It Is Infeasible to Alter A Hash Value to Hide It from an Examiner

While it is possible to cause two files to have matching hash values, it is a complex process. The person creating the compromised files must have physical possession of the files to be altered. The affected/compromised files must be altered prior to the hash algorithm being run so that a matching hash value is produced. Research by Stevens, et al. has shown, in their vulnerability assessment, that a known hash value cannot be targeted to produce a duplicate hash of a known file. “We cannot target a given hash value, and produce a (meaningful) input bit string hashing to that given value… colliding files have to be specially prepared by the attacker… Existing files with a known hash that have not been prepared in this way are not vulnerable.” This is important in the use of hash sets to identify known files. Since the known file hash sets have already been created independently by the National Institute of Standards and Technology (NIST) in the National Software Reference Library (NSRL) Hash Sets. Additionally, known file filtering is utilized to identify known contraband files. The National Child Victim Identification Program (NCVIP) Hash Sets are created to identify victim images of child sexual exploitation. It is infeasible, if not impossible, to create a hash value of a contraband image, and have a known hash set filter it out of a case, in an attempt to hide it from an examiner.

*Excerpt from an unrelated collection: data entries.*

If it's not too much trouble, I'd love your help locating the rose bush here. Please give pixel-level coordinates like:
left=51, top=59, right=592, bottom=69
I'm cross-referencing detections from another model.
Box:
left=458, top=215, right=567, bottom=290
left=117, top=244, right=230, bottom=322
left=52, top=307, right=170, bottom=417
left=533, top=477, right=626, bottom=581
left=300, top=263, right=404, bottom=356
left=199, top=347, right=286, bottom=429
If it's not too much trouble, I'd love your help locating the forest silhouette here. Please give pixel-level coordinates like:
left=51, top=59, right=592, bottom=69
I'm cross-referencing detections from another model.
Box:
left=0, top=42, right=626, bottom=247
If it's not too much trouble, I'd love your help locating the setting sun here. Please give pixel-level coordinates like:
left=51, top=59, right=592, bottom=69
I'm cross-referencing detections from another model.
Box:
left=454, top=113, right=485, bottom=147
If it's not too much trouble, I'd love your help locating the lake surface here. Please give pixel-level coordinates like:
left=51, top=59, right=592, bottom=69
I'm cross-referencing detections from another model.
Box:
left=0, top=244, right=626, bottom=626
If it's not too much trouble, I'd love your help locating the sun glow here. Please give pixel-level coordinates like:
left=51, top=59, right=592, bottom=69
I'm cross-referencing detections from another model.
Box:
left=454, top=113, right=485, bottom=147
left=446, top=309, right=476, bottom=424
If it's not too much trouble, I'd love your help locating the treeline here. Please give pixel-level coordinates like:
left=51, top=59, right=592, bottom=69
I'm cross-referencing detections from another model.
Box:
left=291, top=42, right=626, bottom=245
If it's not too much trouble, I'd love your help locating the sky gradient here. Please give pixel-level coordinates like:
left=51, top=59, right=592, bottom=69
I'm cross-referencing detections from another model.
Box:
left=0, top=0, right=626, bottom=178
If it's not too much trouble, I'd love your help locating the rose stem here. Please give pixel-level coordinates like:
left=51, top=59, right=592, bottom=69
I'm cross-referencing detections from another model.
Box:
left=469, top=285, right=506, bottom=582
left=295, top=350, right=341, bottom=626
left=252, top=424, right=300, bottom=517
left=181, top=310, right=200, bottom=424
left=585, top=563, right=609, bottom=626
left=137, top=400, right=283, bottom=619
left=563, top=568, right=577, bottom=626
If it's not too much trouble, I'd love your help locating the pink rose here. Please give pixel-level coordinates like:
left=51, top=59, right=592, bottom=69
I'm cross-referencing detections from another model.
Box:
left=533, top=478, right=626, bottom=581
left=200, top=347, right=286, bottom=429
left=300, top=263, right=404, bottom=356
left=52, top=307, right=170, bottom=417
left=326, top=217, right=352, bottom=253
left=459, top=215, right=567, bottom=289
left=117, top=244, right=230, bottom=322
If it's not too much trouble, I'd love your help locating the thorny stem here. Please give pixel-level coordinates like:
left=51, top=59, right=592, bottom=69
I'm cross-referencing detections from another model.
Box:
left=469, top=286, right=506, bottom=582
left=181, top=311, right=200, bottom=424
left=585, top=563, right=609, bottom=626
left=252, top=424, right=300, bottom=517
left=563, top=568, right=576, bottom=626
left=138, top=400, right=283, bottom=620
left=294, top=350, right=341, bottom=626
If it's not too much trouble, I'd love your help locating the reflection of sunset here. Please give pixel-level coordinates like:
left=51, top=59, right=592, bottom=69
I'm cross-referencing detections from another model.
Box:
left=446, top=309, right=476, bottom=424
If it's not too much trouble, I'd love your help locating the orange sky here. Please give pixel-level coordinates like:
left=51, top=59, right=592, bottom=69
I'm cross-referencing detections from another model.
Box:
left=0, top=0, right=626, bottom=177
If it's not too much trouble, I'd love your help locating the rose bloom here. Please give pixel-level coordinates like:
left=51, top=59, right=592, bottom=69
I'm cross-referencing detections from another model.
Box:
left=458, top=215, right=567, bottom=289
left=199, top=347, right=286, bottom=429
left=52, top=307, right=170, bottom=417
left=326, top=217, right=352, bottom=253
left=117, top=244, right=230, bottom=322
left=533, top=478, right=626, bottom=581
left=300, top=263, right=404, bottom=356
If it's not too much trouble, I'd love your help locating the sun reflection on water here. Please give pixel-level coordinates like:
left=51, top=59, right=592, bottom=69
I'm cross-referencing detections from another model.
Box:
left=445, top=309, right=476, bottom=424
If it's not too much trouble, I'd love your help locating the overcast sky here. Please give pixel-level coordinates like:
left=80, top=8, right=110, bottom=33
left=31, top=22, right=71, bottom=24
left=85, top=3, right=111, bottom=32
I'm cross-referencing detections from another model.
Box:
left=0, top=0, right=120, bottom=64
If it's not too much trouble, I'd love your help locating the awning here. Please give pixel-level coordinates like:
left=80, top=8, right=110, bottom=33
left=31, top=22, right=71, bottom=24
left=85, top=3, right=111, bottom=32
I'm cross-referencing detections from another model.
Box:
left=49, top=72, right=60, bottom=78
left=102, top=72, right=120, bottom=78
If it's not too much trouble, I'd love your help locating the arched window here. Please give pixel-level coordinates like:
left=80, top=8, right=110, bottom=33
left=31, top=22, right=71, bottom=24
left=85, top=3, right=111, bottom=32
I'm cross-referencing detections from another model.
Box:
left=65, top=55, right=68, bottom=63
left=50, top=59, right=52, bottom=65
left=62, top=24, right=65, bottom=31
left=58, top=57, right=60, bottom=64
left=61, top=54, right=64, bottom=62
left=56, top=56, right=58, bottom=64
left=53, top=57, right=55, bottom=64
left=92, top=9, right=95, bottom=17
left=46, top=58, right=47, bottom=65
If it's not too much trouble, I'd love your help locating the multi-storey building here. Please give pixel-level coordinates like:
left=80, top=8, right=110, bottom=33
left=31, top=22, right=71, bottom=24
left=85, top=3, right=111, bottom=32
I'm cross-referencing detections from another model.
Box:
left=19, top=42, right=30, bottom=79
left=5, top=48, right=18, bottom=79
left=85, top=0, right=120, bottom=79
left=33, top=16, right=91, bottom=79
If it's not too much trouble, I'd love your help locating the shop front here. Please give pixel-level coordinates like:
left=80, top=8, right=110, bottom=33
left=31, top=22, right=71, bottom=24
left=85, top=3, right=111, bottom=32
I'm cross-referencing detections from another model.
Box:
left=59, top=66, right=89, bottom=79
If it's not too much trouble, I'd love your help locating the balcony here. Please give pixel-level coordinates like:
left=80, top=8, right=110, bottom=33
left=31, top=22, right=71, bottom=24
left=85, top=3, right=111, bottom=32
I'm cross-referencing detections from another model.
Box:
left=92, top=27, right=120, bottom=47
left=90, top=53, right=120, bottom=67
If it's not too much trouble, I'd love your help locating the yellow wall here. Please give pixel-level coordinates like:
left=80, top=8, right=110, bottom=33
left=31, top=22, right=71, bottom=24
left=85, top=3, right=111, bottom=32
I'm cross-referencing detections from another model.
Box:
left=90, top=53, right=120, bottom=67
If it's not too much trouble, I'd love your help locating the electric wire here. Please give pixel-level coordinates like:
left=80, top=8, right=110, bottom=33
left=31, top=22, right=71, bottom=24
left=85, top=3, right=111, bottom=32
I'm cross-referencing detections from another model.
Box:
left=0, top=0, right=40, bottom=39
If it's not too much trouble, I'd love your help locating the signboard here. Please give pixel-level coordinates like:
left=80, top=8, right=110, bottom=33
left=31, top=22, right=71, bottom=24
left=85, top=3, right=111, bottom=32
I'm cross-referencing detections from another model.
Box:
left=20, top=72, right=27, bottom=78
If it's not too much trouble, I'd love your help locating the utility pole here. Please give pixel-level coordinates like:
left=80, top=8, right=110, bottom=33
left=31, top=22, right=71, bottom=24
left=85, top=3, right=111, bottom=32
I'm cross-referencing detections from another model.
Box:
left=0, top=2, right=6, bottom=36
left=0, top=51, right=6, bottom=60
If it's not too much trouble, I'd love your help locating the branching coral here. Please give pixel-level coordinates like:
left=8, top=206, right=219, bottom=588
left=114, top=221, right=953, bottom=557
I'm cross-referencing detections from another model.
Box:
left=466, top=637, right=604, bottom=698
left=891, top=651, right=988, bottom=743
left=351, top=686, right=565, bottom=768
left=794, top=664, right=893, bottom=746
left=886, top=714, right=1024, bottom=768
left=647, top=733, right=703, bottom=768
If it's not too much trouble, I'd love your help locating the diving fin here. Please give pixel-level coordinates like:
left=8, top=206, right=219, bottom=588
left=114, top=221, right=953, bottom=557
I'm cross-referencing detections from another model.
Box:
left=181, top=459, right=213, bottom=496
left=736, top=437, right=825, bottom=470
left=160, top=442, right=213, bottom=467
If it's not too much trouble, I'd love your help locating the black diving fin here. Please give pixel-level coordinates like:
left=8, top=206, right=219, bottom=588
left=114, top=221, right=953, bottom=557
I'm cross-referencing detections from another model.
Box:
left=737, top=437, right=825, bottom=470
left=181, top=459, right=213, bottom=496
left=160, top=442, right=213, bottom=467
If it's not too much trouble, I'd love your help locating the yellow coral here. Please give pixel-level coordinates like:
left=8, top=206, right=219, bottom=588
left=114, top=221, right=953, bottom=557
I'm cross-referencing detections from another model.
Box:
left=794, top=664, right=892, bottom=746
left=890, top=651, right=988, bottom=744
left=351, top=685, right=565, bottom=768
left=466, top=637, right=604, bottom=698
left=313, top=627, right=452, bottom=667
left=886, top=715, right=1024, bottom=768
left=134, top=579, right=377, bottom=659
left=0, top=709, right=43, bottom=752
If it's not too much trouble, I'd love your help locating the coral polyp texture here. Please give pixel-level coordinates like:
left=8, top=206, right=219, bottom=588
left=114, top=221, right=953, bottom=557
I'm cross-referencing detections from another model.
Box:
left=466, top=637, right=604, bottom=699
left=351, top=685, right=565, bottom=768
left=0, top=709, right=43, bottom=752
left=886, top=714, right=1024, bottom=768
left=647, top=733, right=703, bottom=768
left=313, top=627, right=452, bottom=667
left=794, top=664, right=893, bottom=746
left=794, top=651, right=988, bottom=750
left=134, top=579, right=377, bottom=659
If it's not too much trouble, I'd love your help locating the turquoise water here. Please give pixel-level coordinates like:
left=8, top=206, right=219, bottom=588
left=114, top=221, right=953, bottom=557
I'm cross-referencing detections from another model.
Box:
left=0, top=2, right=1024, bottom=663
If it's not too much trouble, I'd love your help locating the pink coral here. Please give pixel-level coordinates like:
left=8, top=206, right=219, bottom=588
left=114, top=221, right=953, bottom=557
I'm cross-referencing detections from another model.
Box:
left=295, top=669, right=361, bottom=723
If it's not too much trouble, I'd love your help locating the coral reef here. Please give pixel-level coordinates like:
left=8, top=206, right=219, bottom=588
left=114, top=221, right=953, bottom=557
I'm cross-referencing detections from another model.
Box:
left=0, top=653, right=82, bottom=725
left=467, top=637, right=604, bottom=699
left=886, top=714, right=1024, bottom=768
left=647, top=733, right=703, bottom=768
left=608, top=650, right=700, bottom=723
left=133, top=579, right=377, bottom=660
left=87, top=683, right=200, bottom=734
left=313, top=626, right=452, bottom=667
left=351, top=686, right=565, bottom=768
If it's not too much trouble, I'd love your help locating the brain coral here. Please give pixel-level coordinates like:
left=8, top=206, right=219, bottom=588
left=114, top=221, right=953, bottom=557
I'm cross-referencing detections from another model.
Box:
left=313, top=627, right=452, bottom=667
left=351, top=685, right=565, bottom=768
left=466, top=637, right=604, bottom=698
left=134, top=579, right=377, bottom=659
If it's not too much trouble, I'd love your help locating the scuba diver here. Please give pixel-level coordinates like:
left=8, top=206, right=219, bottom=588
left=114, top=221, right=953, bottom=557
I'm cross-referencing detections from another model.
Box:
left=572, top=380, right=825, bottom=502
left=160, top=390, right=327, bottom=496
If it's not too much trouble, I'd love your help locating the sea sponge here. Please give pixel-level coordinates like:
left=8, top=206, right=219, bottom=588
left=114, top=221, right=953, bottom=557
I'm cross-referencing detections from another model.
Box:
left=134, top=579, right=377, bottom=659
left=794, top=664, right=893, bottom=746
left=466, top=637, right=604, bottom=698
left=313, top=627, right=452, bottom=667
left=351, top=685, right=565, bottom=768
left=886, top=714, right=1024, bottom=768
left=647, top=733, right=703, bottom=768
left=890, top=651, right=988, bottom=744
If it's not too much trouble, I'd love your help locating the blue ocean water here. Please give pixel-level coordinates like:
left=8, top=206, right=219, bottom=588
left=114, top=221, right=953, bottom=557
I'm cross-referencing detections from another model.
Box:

Using the files produced by Stevens et al. in their MD5 collision research, I applied both MD5 and SHA-1 hash algorithms. The resulting MD5 hashes confirmed their successful collision. The resulting SHA-1 values, however, were unique and did not share the same colliding values. The use of two hash algorithms would identify files specifically created to collide. Examination of the data packets confirmed the unique data appended to the files. The appended data was easily identified at the end of the file structure, when compared to the original file. If it were possible to reinsert a manipulated file into a forensic image, a cascading effect would occur changing the hash values throughout its parent folders in the image ultimately creating a mismatch to the acquisition hash.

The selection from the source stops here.